Dia de Sol com algumas nuvens por aqui. Durante esta tarde foram visíveis para Este os topos das nuvens que causaram alguma instabilidade no Interior Alentejano.


----------



## StormRic (7 Mai 2020 às 18:54)

Algumas nuvens altas, de SSO:

20200507_171115





Vento agora estável de NO, eólicas a trabalhar em força:

20200507_173357





Bastante ao longe vê-se virga, daí alguns ecos fracos visíveis sobre o oceano:

20200507_174008


----------



## StormRic (7 Mai 2020 às 20:12)

Salvação 

17,7°C
79%
ONO < 20 Km/h











Enviado do meu SM-J530F através do Tapatalk


----------



## StormRic (7 Mai 2020 às 20:23)

Vento aumentou até 30 Km/h.
17,3°C
78%





Enviado do meu SM-J530F através do Tapatalk


----------



## RStorm (7 Mai 2020 às 20:55)

Boa Noite

Dia soalheiro e algo quente, mas agradável. Máxima de "apenas" *25,8ºC*, longe dos 28ºC previstos 
Céu pouco nublado, aumentando gradualmente  de nebulosidade agora no final do dia. Durante a tarde era visível a linha de instabilidade do Alentejo.
O vento soprou fraco de N, rodando para SW a partir do final da tarde, refrescando bastante o ambiente.

Extremos de hoje:
Mínima: *14,7ºC *
Máxima: *25,8ºC *

T. Atual: *19,3ºC *
HR: 72% 
Vento: SW / 4,3 Km/h


----------



## RStorm (7 Mai 2020 às 20:57)

"Charneca" Mundial disse:


> Fizeste algum passeio antes do pico de calor do último domingo? É que notei que o calor e a falta de humidade no domingo praticamente secaram a humidade que ainda estava acumulada no solo.
> Quanto a dizeres que só acontece em junho, vale a pena salientar que, em 2019, aconteceu em maio, mais propriamente após o pico de calor dos dias 11 e 12 de maio. No outro ano (2018), também ocorreu em maio, se não estou em erro a meio do mês. Em 2017 ocorreu no final do mês de abril. Não é inédito, nesta altura do ano, ocorrer a secagem das ervas - aliás, até é bastante frequente, pois a radiação solar a partir desta altura do ano é suficiente para amarelar as ervas, "matando" a clorofila.

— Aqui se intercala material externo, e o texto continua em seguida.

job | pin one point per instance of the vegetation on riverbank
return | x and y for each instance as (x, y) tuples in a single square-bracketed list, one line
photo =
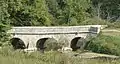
[(9, 56)]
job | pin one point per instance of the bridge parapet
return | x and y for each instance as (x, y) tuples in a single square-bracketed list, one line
[(56, 29)]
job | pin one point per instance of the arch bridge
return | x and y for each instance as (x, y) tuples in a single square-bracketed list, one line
[(35, 37)]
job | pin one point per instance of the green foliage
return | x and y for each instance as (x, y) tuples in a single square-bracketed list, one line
[(108, 9), (105, 44), (29, 13), (69, 12), (4, 21)]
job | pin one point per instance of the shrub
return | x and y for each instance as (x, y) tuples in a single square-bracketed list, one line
[(105, 44)]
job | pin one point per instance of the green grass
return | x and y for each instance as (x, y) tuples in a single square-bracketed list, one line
[(108, 43), (8, 56)]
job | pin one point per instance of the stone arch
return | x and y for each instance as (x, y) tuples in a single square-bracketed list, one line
[(41, 43), (17, 43), (77, 43)]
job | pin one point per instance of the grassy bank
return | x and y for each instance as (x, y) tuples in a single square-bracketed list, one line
[(8, 56)]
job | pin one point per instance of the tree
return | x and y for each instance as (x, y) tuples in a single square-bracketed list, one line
[(69, 12), (109, 8), (4, 21), (29, 13)]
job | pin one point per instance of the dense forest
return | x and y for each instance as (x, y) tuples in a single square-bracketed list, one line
[(57, 13)]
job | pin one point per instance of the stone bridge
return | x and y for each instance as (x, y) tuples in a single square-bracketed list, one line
[(35, 37)]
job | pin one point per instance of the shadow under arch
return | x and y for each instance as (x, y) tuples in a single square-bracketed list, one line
[(77, 43), (17, 43), (46, 44)]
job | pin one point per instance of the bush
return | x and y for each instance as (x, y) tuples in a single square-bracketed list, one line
[(105, 44)]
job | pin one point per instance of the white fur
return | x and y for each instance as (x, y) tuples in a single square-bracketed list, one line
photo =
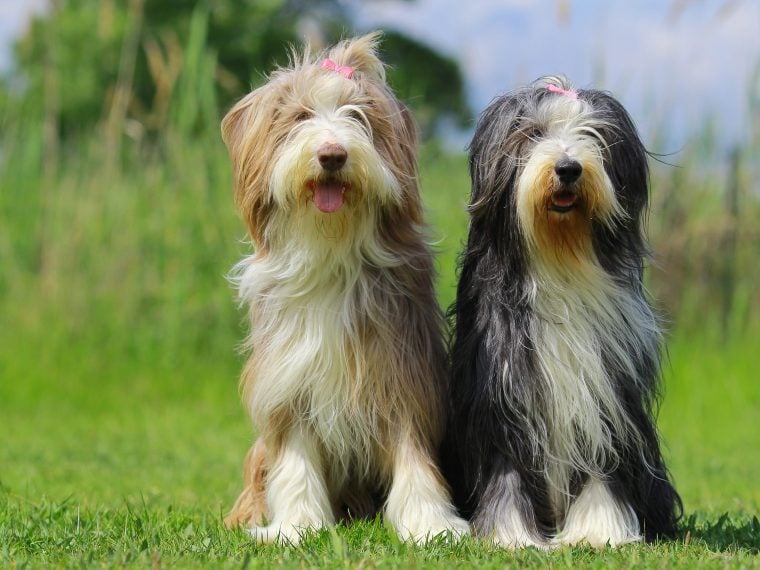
[(418, 505), (305, 295), (332, 122), (296, 492), (511, 531), (598, 518), (580, 310)]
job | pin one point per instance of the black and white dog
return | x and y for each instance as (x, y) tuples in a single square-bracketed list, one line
[(556, 350)]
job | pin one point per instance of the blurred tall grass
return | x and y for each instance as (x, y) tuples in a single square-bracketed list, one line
[(119, 240)]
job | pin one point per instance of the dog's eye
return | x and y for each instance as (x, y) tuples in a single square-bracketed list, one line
[(533, 133)]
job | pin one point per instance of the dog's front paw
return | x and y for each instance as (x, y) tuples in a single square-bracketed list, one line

Desde o inicio da pandemia que não fazia um passeio "a fundo" por tais zonas, apenas passava nos arredores. No entanto penso que este episódio de calor não tenha causado assim grandes alterações, excepto nalgumas áreas em que tinha notado há umas semanas atrás, erva a tentar desenvolver-se.
E sim, eu sei que a secagem da erva costuma variar consoante os anos e até já houve casos em que só aconteceu em meados de Julho. Mas no entanto a tradição é Junho


----------



## "Charneca" Mundial (7 Mai 2020 às 21:20)

RStorm disse:


> No entanto penso que este episódio de calor não tenha causado assim grandes alterações, excepto nalgumas áreas em que tinha notado há umas semanas atrás, erva a tentar desenvolver-se.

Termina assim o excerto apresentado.